Herr Daldrup, wie sieht Ihr beruflicher Werdegang aus und wie kamen Sie zu ABB?

Ich habe Politikwissenschaft studiert, erst in Münster und dann in Berlin. Mich hat früh die politische Kommunikation interessiert, das war auch der Schwerpunkt meines Studiums. Darüber bin ich schnell zur Schnittstelle Wirtschaft und Politik gekommen – ein sehr interessanter und abwechslungsreicher Bereich. Schon als Student habe ich in einer Unternehmensberatung für Public Affairs gearbeitet. Nach dem Studium konnte ich dort den Instrumentenkasten des Lobbyings noch besser kennenlernen. Dann bin ich zum Verband der Elektroindustrie gewechselt, in dem ABB neben Siemens, Schneider und Bosch eines der größten Mitglieder ist. So habe ich ABB näher kennengelernt, bin dann vor sechs Jahren ins Berliner Büro von ABB gewechselt und leite es seitdem. 

Nils Daldrup leitet das ABB-Politikbüro in Berlin.

Ihre Rolle klingt spannend. Aber was gehört eigentlich zu Ihrem Job? Wie muss man sich Ihren Alltag vorstellen?

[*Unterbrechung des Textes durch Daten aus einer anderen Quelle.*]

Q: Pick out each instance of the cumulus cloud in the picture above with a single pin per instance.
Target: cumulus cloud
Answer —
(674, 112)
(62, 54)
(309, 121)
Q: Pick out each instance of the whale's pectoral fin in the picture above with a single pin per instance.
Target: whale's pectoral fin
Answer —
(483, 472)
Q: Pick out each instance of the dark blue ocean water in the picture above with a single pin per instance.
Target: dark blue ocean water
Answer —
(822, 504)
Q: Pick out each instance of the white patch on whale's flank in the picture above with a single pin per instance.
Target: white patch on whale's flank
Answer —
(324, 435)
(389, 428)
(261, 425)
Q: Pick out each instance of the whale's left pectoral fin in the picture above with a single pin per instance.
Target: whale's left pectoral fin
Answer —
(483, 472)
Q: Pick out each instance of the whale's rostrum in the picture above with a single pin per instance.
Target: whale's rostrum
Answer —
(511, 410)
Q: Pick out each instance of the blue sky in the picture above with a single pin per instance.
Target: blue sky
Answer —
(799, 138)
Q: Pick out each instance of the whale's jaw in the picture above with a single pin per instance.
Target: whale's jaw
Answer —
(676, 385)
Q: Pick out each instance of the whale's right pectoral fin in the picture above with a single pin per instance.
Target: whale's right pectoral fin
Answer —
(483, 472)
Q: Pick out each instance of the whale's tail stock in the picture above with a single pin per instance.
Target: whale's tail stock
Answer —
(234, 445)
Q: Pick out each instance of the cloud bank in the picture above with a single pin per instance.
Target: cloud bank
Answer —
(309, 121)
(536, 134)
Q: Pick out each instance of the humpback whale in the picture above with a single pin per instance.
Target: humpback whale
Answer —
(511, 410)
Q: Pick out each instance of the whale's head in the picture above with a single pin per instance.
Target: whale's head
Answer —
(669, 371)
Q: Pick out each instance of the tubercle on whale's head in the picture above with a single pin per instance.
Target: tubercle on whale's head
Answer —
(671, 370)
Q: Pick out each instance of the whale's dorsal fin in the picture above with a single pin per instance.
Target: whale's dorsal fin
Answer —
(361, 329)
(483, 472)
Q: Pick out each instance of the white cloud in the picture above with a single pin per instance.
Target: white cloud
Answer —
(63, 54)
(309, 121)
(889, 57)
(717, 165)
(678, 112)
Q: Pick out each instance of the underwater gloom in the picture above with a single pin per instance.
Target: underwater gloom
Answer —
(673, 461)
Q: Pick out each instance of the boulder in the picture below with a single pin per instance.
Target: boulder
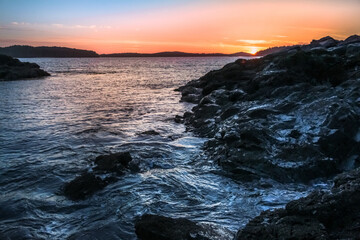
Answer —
(13, 69)
(116, 162)
(155, 227)
(83, 186)
(291, 116)
(321, 215)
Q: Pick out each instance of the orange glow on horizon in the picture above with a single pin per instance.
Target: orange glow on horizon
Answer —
(211, 27)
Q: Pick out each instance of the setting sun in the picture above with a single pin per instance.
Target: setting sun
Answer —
(253, 50)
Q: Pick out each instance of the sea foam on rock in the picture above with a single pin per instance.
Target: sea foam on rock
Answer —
(321, 215)
(291, 116)
(92, 181)
(156, 227)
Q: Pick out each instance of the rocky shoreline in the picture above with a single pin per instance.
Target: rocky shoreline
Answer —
(13, 69)
(291, 116)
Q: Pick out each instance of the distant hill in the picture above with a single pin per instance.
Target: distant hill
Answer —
(19, 51)
(57, 52)
(272, 50)
(176, 54)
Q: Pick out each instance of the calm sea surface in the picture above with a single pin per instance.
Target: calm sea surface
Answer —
(53, 128)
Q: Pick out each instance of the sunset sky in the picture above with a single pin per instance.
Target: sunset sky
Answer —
(207, 26)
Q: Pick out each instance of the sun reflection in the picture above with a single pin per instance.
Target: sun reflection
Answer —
(253, 50)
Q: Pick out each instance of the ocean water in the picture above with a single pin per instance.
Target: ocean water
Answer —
(52, 129)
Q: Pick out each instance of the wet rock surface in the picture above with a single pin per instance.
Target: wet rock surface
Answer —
(321, 215)
(292, 116)
(155, 227)
(13, 69)
(106, 168)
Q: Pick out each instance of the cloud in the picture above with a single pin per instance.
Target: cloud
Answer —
(251, 41)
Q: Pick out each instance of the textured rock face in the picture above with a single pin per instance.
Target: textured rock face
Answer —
(321, 215)
(13, 69)
(106, 168)
(155, 227)
(291, 116)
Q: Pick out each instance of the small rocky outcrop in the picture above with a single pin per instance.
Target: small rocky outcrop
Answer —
(155, 227)
(84, 186)
(104, 172)
(13, 69)
(321, 215)
(291, 116)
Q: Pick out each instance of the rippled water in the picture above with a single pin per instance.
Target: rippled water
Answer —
(52, 129)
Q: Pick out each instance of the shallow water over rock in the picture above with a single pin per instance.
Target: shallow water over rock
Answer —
(51, 131)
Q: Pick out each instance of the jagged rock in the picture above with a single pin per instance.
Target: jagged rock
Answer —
(150, 132)
(291, 116)
(83, 186)
(321, 215)
(116, 162)
(13, 69)
(155, 227)
(88, 183)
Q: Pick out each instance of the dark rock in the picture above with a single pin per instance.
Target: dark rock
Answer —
(13, 69)
(321, 215)
(116, 162)
(154, 227)
(352, 39)
(83, 186)
(151, 227)
(150, 132)
(179, 119)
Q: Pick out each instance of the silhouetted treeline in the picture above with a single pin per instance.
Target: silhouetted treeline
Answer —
(175, 54)
(59, 52)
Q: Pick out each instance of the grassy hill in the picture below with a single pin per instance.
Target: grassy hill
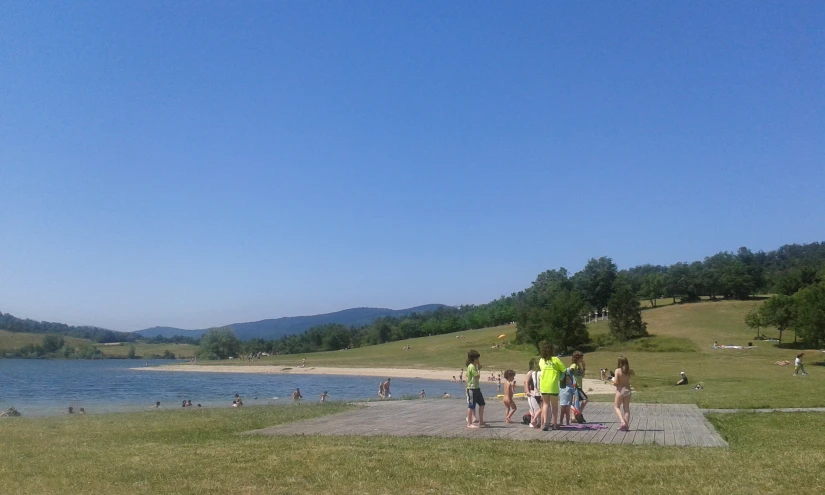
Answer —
(15, 340)
(276, 328)
(681, 340)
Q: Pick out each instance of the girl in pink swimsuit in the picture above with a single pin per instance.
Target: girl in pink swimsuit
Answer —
(621, 403)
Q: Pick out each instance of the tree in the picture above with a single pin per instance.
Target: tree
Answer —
(809, 317)
(219, 343)
(755, 320)
(778, 312)
(595, 281)
(52, 343)
(625, 315)
(652, 287)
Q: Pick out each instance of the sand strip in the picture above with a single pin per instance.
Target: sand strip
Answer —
(591, 386)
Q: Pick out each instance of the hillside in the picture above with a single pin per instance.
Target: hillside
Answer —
(275, 328)
(681, 340)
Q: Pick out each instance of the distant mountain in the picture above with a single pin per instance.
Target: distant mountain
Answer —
(278, 327)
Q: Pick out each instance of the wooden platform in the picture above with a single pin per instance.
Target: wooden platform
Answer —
(663, 424)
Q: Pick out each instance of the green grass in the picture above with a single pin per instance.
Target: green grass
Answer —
(16, 340)
(200, 451)
(146, 350)
(682, 336)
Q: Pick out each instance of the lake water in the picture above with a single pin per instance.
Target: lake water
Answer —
(49, 387)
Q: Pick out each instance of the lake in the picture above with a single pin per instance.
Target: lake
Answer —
(49, 387)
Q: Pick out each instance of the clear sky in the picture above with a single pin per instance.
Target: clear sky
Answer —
(201, 163)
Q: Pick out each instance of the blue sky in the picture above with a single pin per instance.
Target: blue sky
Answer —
(201, 163)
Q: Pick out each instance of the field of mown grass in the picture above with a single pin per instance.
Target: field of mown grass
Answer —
(145, 350)
(681, 340)
(16, 340)
(201, 451)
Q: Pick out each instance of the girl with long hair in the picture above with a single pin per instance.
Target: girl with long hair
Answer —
(551, 370)
(621, 403)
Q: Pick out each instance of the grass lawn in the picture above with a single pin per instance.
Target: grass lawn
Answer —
(145, 350)
(200, 451)
(16, 340)
(682, 336)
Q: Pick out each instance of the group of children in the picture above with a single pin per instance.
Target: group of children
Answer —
(551, 392)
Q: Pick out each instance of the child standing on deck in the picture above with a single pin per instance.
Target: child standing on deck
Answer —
(566, 399)
(474, 397)
(509, 390)
(621, 404)
(798, 366)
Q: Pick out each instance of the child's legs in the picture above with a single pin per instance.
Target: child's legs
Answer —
(554, 403)
(545, 409)
(617, 407)
(626, 407)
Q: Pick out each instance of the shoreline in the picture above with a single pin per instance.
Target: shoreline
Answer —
(591, 386)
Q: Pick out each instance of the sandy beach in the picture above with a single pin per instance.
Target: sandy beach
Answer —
(590, 385)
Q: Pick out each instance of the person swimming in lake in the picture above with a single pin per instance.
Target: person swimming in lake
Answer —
(621, 404)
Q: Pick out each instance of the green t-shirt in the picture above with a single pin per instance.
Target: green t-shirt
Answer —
(578, 373)
(472, 376)
(551, 371)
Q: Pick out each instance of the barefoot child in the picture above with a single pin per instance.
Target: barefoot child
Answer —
(509, 390)
(474, 397)
(621, 404)
(798, 366)
(566, 399)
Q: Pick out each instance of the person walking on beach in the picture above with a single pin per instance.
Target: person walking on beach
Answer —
(621, 404)
(551, 369)
(531, 389)
(474, 397)
(577, 370)
(798, 366)
(509, 390)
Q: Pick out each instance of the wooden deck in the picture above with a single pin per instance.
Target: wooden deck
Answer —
(662, 424)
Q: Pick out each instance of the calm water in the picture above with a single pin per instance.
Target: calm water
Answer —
(38, 388)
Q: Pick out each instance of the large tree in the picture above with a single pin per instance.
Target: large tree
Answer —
(625, 315)
(809, 315)
(778, 312)
(595, 282)
(551, 310)
(219, 343)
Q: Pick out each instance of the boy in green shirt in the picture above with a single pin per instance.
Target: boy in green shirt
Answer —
(474, 397)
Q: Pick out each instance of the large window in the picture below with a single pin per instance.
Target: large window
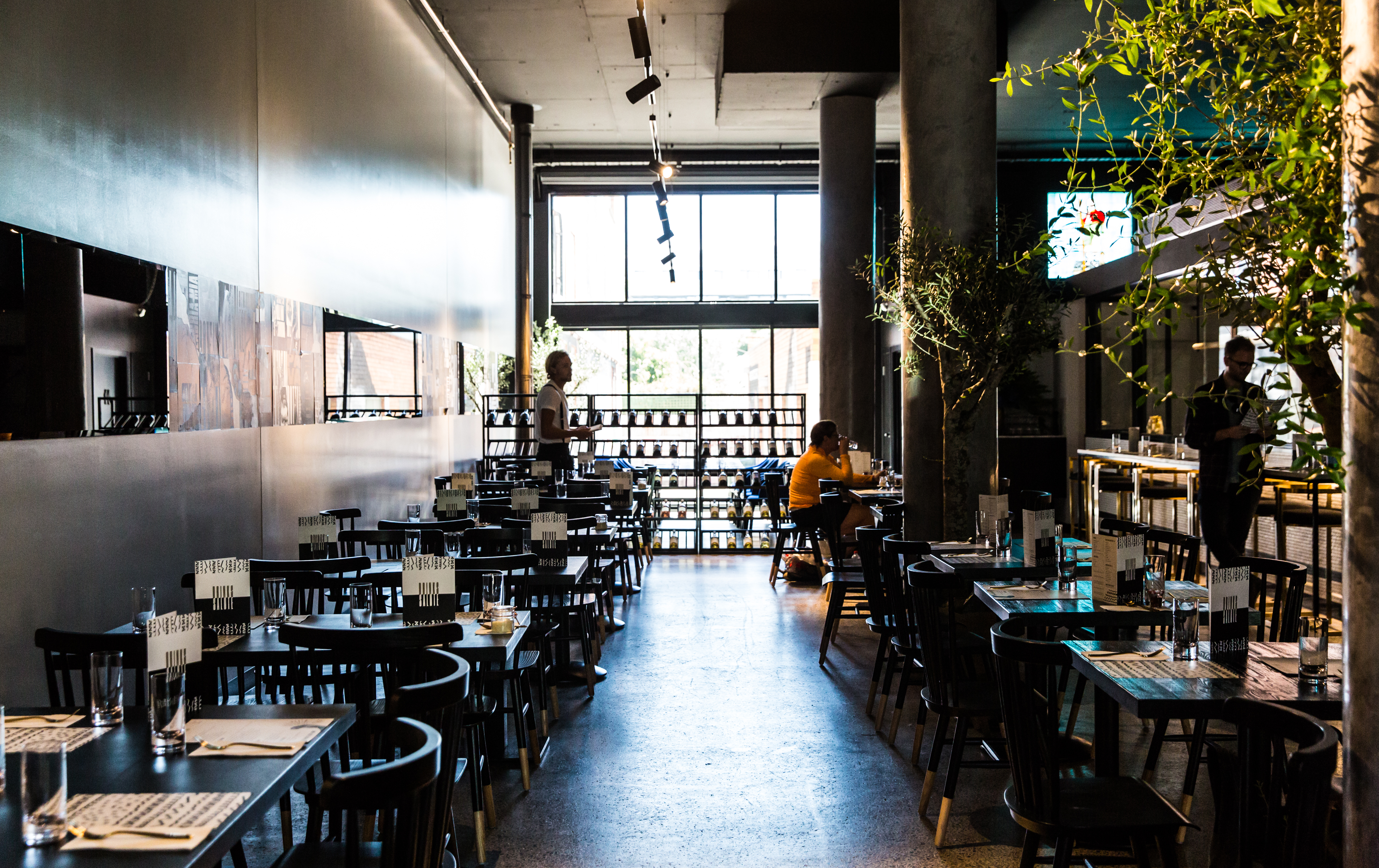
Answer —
(729, 248)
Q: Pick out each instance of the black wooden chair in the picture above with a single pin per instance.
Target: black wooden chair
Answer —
(1043, 801)
(844, 584)
(1272, 807)
(65, 653)
(952, 688)
(403, 791)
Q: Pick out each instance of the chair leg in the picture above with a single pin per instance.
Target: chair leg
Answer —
(933, 765)
(951, 779)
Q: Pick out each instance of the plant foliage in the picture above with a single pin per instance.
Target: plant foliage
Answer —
(1240, 119)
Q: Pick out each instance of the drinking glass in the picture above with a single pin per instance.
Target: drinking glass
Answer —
(362, 605)
(143, 606)
(493, 593)
(107, 688)
(1003, 537)
(275, 602)
(43, 795)
(1313, 641)
(168, 711)
(1185, 627)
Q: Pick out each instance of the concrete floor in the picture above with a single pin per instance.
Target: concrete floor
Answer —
(718, 739)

Mein Job ist für viele schwer greifbar. Manche stellen sich vor, dass man die ganze Zeit auf Empfängen in Berlin Champagner trinkt. Das ist natürlich nicht der Fall – obwohl Veranstaltungen auch dazugehören, weil man dort viele Leute trifft. Die passendste Beschreibung für meine Rolle ist die eines Übersetzers in zwei Richtungen. Ich übersetze einmal aus der Politik ins Unternehmen, und einmal umgekehrt. Ich muss wissen, was die Politik aktuell umtreibt – und auch, welche Gesetze und Regelungen in den Ministerien vorbereitet werden.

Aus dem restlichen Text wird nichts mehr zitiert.